Aus Hannover Axel Kintzinger

Die massenhaften Abschiebungen, die der Bundesgrenzschutz (BGS) im vergangenen Sommer vornehmlich an libanesischen Flüchtlingen vorgenommen hat, waren rechtswidrig. Der 11. Senat des Oberverwaltungsgerichtes (OVG) Lüneburg hat auf Antrag zweier Libanesen ein dementsprechendes Grundsatzurteil verfaßt. 1986 waren bis August insgesamt 449 Flüchtlinge in ihr Heimatland „zurückgeschoben“ worden.

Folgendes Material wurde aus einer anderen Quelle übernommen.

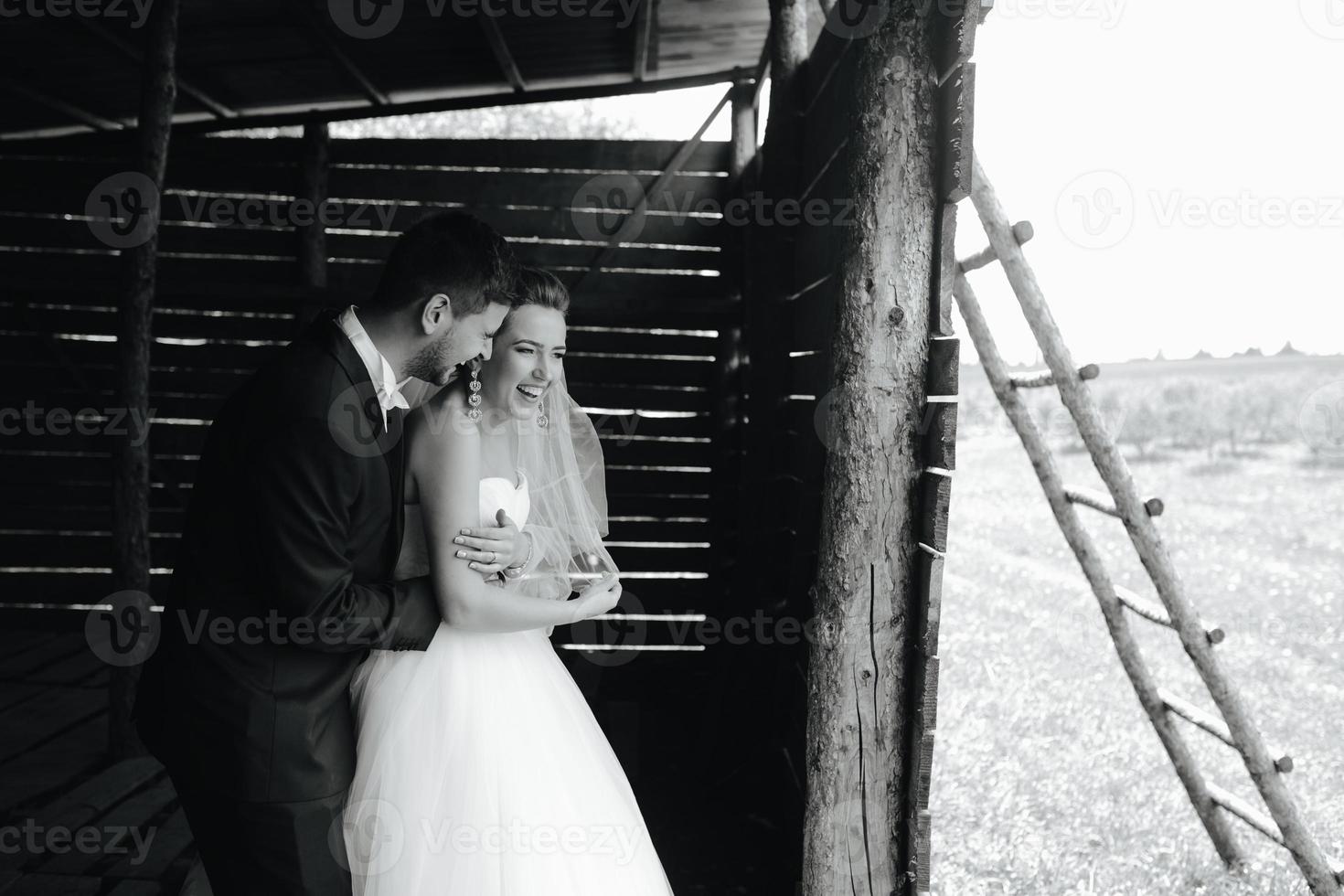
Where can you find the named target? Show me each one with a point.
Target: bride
(481, 770)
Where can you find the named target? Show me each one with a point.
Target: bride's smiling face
(527, 359)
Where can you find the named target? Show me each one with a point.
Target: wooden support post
(743, 129)
(862, 701)
(131, 486)
(1148, 543)
(312, 235)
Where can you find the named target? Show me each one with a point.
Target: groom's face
(457, 341)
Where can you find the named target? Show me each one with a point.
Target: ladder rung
(1098, 501)
(1023, 231)
(1214, 726)
(1156, 613)
(1247, 813)
(1046, 378)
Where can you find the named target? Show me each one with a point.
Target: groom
(285, 575)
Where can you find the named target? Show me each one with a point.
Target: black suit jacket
(283, 581)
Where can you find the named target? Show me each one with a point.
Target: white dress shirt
(385, 378)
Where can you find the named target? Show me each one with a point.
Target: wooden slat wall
(643, 344)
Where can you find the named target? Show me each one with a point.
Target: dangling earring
(475, 398)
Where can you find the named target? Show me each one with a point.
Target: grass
(1049, 778)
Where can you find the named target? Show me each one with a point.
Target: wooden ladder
(1214, 805)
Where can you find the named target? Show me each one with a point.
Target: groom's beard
(433, 363)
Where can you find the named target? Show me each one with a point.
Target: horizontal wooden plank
(59, 317)
(598, 155)
(677, 228)
(603, 155)
(628, 289)
(190, 237)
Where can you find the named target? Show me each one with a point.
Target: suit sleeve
(305, 486)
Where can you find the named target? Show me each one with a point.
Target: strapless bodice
(496, 492)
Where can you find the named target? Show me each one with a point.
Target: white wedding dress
(481, 770)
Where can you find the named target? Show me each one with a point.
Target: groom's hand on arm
(305, 485)
(491, 549)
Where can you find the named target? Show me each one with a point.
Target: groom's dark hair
(452, 252)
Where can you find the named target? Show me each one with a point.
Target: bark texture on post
(131, 483)
(859, 696)
(314, 168)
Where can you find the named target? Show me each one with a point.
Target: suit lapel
(395, 457)
(326, 331)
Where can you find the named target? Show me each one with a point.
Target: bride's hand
(598, 598)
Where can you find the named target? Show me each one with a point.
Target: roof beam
(468, 101)
(322, 30)
(495, 37)
(644, 25)
(68, 109)
(129, 51)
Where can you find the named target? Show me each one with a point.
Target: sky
(1181, 163)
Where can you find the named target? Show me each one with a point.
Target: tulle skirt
(483, 773)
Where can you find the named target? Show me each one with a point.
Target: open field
(1049, 778)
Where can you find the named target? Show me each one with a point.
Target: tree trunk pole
(131, 484)
(859, 696)
(312, 235)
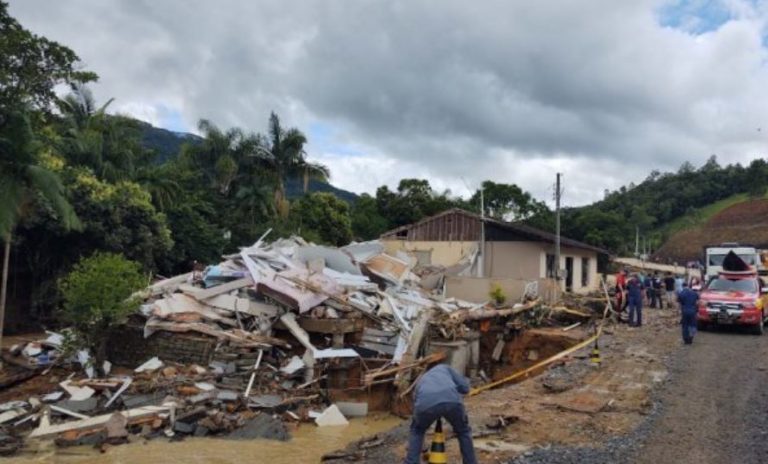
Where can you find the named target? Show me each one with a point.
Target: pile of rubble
(304, 333)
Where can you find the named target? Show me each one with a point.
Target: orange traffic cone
(437, 450)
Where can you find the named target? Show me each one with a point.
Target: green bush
(497, 295)
(97, 296)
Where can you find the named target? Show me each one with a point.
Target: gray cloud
(452, 91)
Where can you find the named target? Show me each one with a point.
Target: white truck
(714, 256)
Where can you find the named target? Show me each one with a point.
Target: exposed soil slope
(745, 222)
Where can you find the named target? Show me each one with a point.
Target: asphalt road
(715, 407)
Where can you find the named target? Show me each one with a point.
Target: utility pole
(557, 237)
(481, 260)
(637, 241)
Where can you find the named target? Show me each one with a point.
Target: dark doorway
(569, 274)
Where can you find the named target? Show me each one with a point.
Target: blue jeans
(688, 323)
(635, 311)
(456, 416)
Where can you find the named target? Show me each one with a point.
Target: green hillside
(664, 204)
(701, 215)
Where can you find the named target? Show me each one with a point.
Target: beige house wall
(514, 260)
(528, 261)
(442, 253)
(593, 281)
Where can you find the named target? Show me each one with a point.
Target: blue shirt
(635, 289)
(688, 299)
(441, 384)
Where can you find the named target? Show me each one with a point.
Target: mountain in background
(665, 204)
(739, 219)
(167, 145)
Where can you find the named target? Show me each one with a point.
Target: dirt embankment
(715, 407)
(574, 404)
(745, 222)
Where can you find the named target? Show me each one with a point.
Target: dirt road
(651, 265)
(715, 407)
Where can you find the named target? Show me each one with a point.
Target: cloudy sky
(603, 91)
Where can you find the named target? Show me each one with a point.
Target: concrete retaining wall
(129, 348)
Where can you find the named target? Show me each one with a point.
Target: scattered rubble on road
(303, 333)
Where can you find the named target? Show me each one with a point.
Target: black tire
(759, 329)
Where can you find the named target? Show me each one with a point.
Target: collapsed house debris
(300, 332)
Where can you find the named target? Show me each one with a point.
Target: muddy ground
(587, 408)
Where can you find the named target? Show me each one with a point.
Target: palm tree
(283, 154)
(22, 183)
(109, 145)
(161, 184)
(222, 155)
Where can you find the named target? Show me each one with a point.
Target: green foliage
(97, 296)
(24, 182)
(322, 217)
(663, 203)
(31, 66)
(497, 295)
(367, 222)
(506, 202)
(119, 218)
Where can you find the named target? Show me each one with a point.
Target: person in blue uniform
(439, 394)
(635, 298)
(688, 300)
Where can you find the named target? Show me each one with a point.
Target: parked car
(734, 298)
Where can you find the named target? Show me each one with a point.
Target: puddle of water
(308, 444)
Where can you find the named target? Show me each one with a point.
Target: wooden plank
(525, 372)
(97, 422)
(289, 320)
(223, 288)
(403, 368)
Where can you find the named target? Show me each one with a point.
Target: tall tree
(22, 182)
(284, 155)
(109, 145)
(31, 66)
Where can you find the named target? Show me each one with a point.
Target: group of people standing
(669, 292)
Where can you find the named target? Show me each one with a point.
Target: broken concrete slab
(11, 414)
(85, 405)
(266, 401)
(299, 289)
(184, 308)
(136, 401)
(261, 426)
(331, 417)
(289, 320)
(77, 393)
(223, 288)
(388, 268)
(98, 421)
(227, 395)
(150, 365)
(117, 427)
(184, 427)
(53, 397)
(363, 251)
(335, 353)
(333, 258)
(350, 409)
(293, 366)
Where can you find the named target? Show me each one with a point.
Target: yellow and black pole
(595, 358)
(437, 450)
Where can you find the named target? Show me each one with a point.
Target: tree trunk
(101, 353)
(4, 288)
(280, 199)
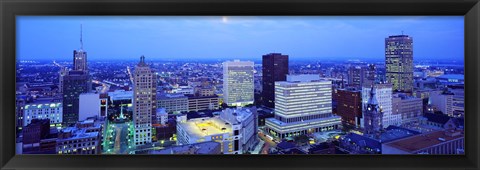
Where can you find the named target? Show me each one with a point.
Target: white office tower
(384, 98)
(238, 86)
(144, 104)
(162, 116)
(302, 107)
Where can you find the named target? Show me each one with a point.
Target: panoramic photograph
(155, 85)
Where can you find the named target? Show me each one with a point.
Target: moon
(224, 19)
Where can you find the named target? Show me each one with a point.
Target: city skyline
(217, 37)
(239, 107)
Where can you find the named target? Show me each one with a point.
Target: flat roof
(201, 127)
(421, 141)
(198, 148)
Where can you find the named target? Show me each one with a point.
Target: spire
(373, 98)
(142, 61)
(81, 37)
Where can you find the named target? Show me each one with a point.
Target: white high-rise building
(80, 56)
(145, 103)
(302, 106)
(384, 98)
(238, 86)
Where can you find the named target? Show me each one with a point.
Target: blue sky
(236, 37)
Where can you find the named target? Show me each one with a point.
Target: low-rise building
(197, 103)
(234, 129)
(73, 140)
(202, 148)
(437, 142)
(48, 108)
(173, 102)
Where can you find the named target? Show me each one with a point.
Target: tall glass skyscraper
(74, 83)
(302, 106)
(399, 62)
(238, 87)
(274, 68)
(145, 103)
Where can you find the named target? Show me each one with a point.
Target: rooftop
(452, 76)
(201, 127)
(197, 148)
(421, 141)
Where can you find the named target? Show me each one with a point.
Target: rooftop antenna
(81, 37)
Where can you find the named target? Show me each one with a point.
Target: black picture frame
(11, 8)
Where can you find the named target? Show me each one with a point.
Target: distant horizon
(208, 38)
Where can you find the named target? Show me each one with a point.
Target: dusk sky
(236, 37)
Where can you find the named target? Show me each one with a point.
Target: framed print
(252, 84)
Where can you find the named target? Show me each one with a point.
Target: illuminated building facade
(238, 86)
(197, 103)
(410, 108)
(144, 106)
(75, 82)
(354, 76)
(46, 109)
(274, 68)
(302, 107)
(73, 140)
(372, 115)
(349, 105)
(437, 142)
(399, 62)
(173, 103)
(383, 93)
(91, 105)
(234, 129)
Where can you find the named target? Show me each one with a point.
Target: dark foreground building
(274, 68)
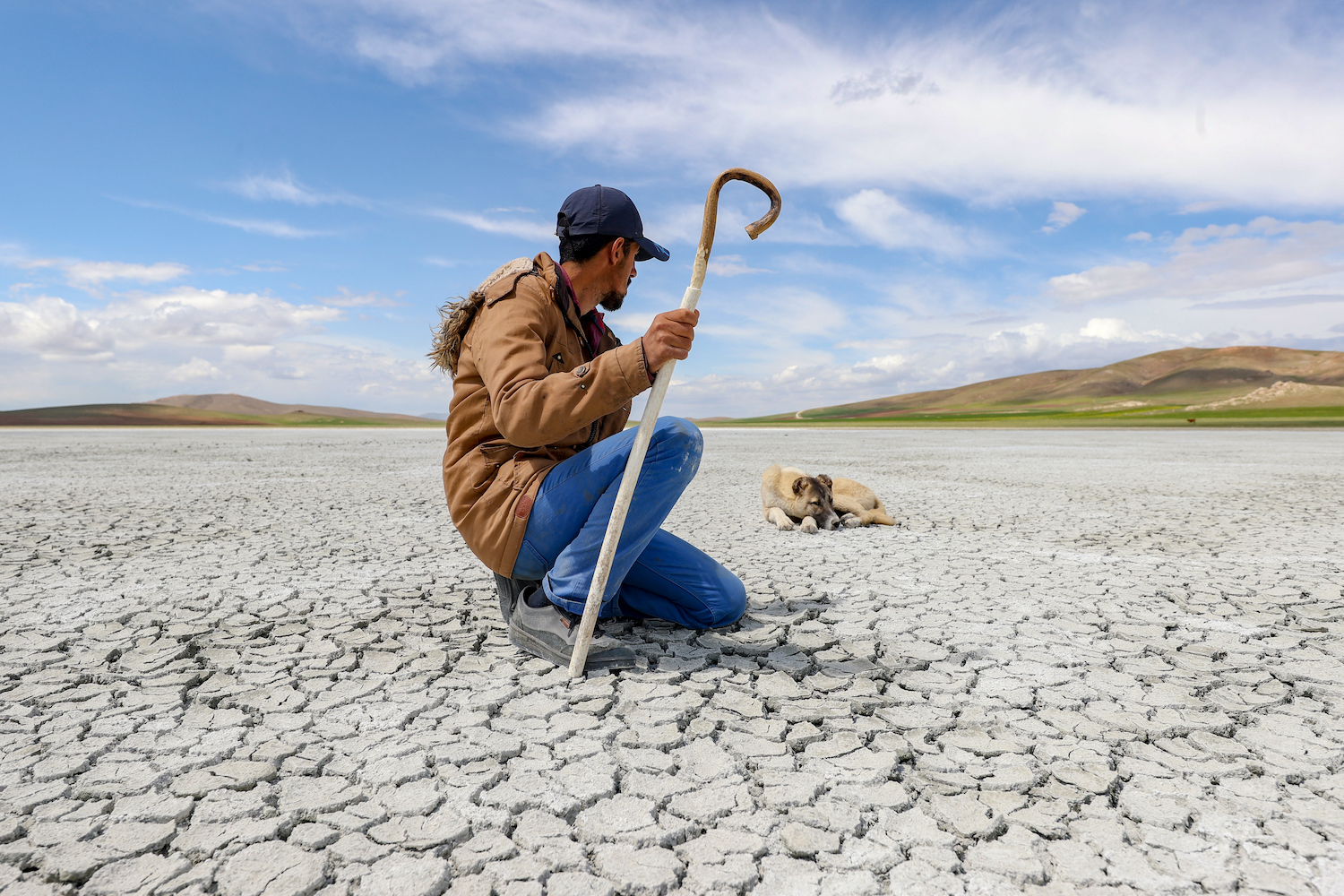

Die Asylsuchenden wurden an der deutsch– deutschen Grenze nicht den Ausländerbehörden zugeführt, sondern vom BGS aus den Zügen entführt und zum Teil mit Handschellen zum Frankfurter Flughafen gekarrt. Dort wurden sie dann in die nächste Maschine nach Beirut gesteckt. Massive juristische Interventionen sorgten dafür, daß diese Praxis im September vorerst eingestellt wurde. Nach Ansicht des Lüneburger Gerichtes hat der BGS damit seine Kompetenzen überschritten: „Ob die genannten (Asyl–)Gründe inhaltlich geeignet sind, ihm (dem Antragsteller) Asyl zu gewähren, hatte die Antragsgegnerin (BRD) nicht zu entscheiden.“ Asylsuchende, die nach ihrer Abschiebung wiederum aus dem Libanon flohen, berichteten der Presse bei ihrer Rückkehr in die BRD von Folterungen und Entführungen. Eine besondere Brisanz bekommt das Grundsatzurteil vor dem Hintergrund eines Ermittlungsverfahrens gegen Bundesinnenminister Friedrich Zimmermann (CSU), das nach der Strafanzeige eines libanesischen Flüchtlings vom 10. Dezember 86 von der Bonner Staatsanwaltschaft eingeleitet wurde. „Das Lüneburger Urteil kann Einfluß auf dieses Verfahren haben“, befand ein Sprecher der Bonner Staatsanwaltschaft gegenüber der taz. Nachdem im Herbst eine erste Klage gegen Zimmermann als dem obersten Dienstherrn des BGS eingereicht worden war, war der zuständige Ministerialrat in Bonn versetzt worden. (AZ 11 B 911/86 und 11 B 782/86)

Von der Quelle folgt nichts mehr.